Na czwarty set gdańszczanie wyszli z nadzieją urwania choć punktu utytułowanym rywalom, co udało im się w ostatnim meczu rozgrywanym w Częstochowie. Początek tej części gry należał jednak do gości z południa Polski, którzy po asie serwisowym Smilena Mlyakowa prowadzili już 6:3, a na pierwszą przerwę wyszli prowadząc 8:4. Po kolejnych błędach podopiecznych Wojciecha Kaszy, wywiezienie kompletu punktów z Gdańska przez AZS wydawało się coraz bardziej realne. Gdańszczanie jednak szybko zminimalizowali przewagę gości do dwóch punktów i odżyły nadzieje gospodarzy na korzystny rezultat. Najaktywniejszym zawodnikiem środkowej części seta był Bruno Zanuto, który znakomicie wykończył dwa ataki, a następnie miał asa serwisowego! Kolejny punkt zdobył Dariusz Szulik, doprowadzając do remisu 15:15. Kolejna piłka, to następny as Zanuto i gdańszczanie wyszli na drugą przerwę techniczną prowadząc 16:15.

Szybko jednak ta passa beniaminka została przerwana, gdyż najpierw siatkarze Trefla popełnili błąd, a następnie Piotr Nowakowski posłał piłkę na as serwisowy. Częstochowianie osiągnęli dwupunktową przewagę, która po chwili stopniała, ponieważ Zbigniew Bartman popełnił kolejny błąd w zagrywce, a inny siatkarz drużyny przyjezdnej dotknął siatki. Po ataku Jarosława Stancelewskiego był remis 21:21 i zapowiadała się emocjonująca końcówka. Po zdobyciu punktu były reprezentant Polski posłał kolejną piłkę wprost w Bartmana, który jej nie opanował, po czym przy stanie 22:21 dla Trefla trener Panas wziął czas. Szybko zrehabilitował się Bartman, który zdobył ważny punkt na 23:22 atakiem z połowy boiska.

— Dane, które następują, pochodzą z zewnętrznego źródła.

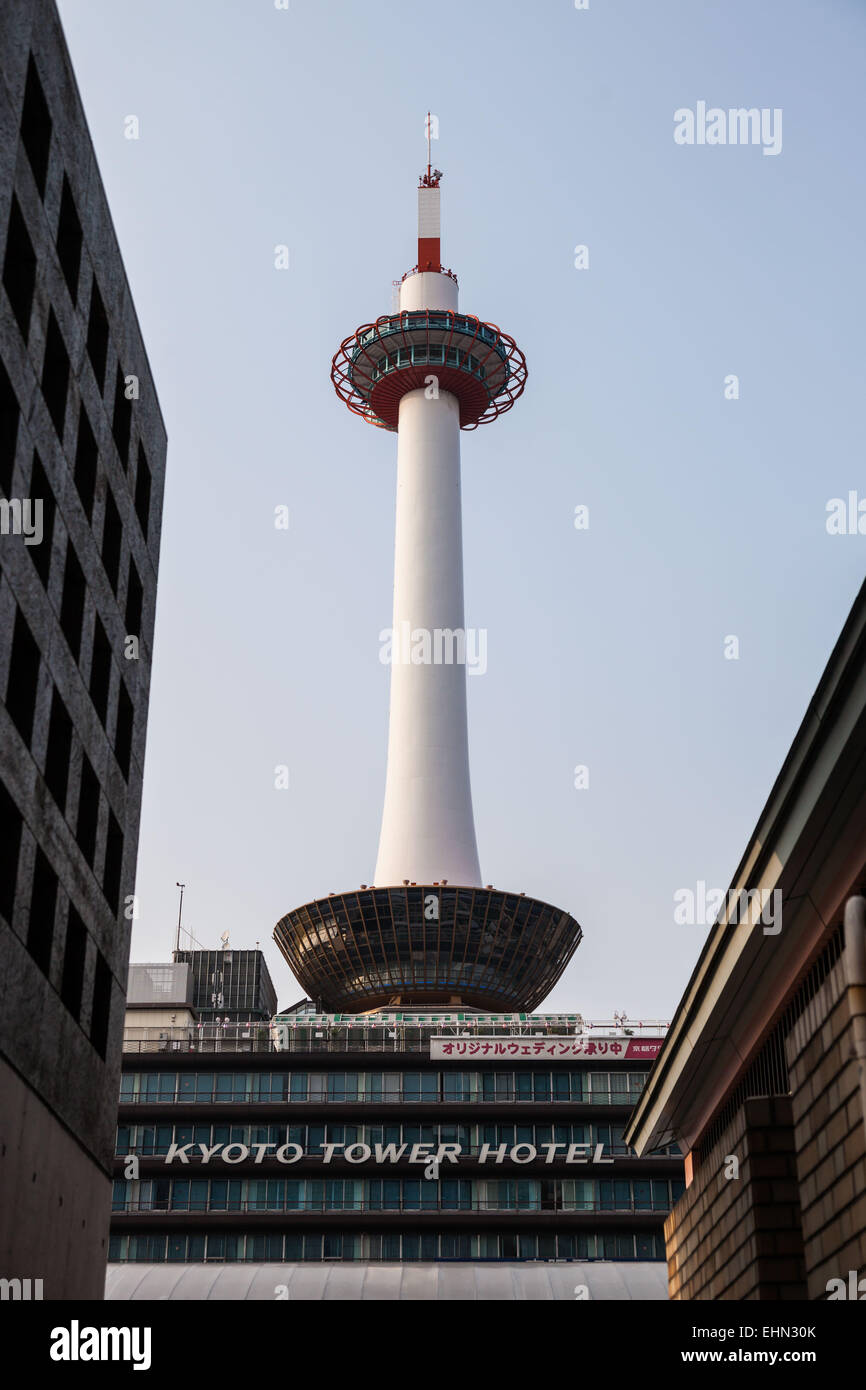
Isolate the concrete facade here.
[0,0,165,1298]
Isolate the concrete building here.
[0,0,165,1298]
[626,585,866,1300]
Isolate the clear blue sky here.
[60,0,866,1017]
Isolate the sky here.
[58,0,866,1020]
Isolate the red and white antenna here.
[418,111,442,271]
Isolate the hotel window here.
[439,1177,473,1211]
[628,1072,646,1101]
[442,1072,478,1101]
[403,1072,439,1101]
[553,1072,571,1101]
[598,1179,631,1212]
[532,1072,552,1101]
[589,1072,610,1105]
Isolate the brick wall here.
[785,956,866,1298]
[664,1097,806,1300]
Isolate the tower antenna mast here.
[427,111,431,183]
[174,883,186,960]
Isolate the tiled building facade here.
[626,585,866,1300]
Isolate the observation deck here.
[331,309,527,431]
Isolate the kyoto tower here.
[274,132,581,1012]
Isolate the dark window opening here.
[114,680,133,781]
[3,193,36,342]
[0,361,20,505]
[75,753,99,867]
[0,781,22,922]
[42,309,70,443]
[90,951,111,1058]
[44,691,72,812]
[60,541,86,660]
[21,53,51,197]
[88,275,108,392]
[60,904,88,1023]
[90,613,111,728]
[111,363,132,470]
[6,609,39,748]
[28,450,57,589]
[26,848,57,974]
[75,402,97,521]
[135,442,150,539]
[57,174,81,304]
[126,556,145,637]
[103,488,122,594]
[103,810,124,916]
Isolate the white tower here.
[332,154,525,887]
[274,147,581,1012]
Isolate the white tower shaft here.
[374,272,481,887]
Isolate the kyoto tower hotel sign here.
[274,143,581,1012]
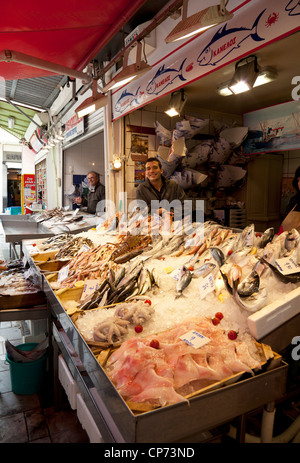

Końcówka spotkania należała do gości, którzy dowma udanymi atakami zakończyli mecz. - Udało nam się wygrać i bardzo się z tego cieszymy, bo Trefl momentami pokazał dobrą siatkówkę, chociażby powrót Brazylijczyka pomógł im w dobrej grze, bo mieli duże problemy w sezonie. Dziś pokazali, że mimo przegranej naprawdę potrafią grać w siatkówkę. Musieliśmy się porządnie pomęczyć, aby wygrać - ocenił po meczu Paweł Zatorski, libero drużyny częstochowskiej.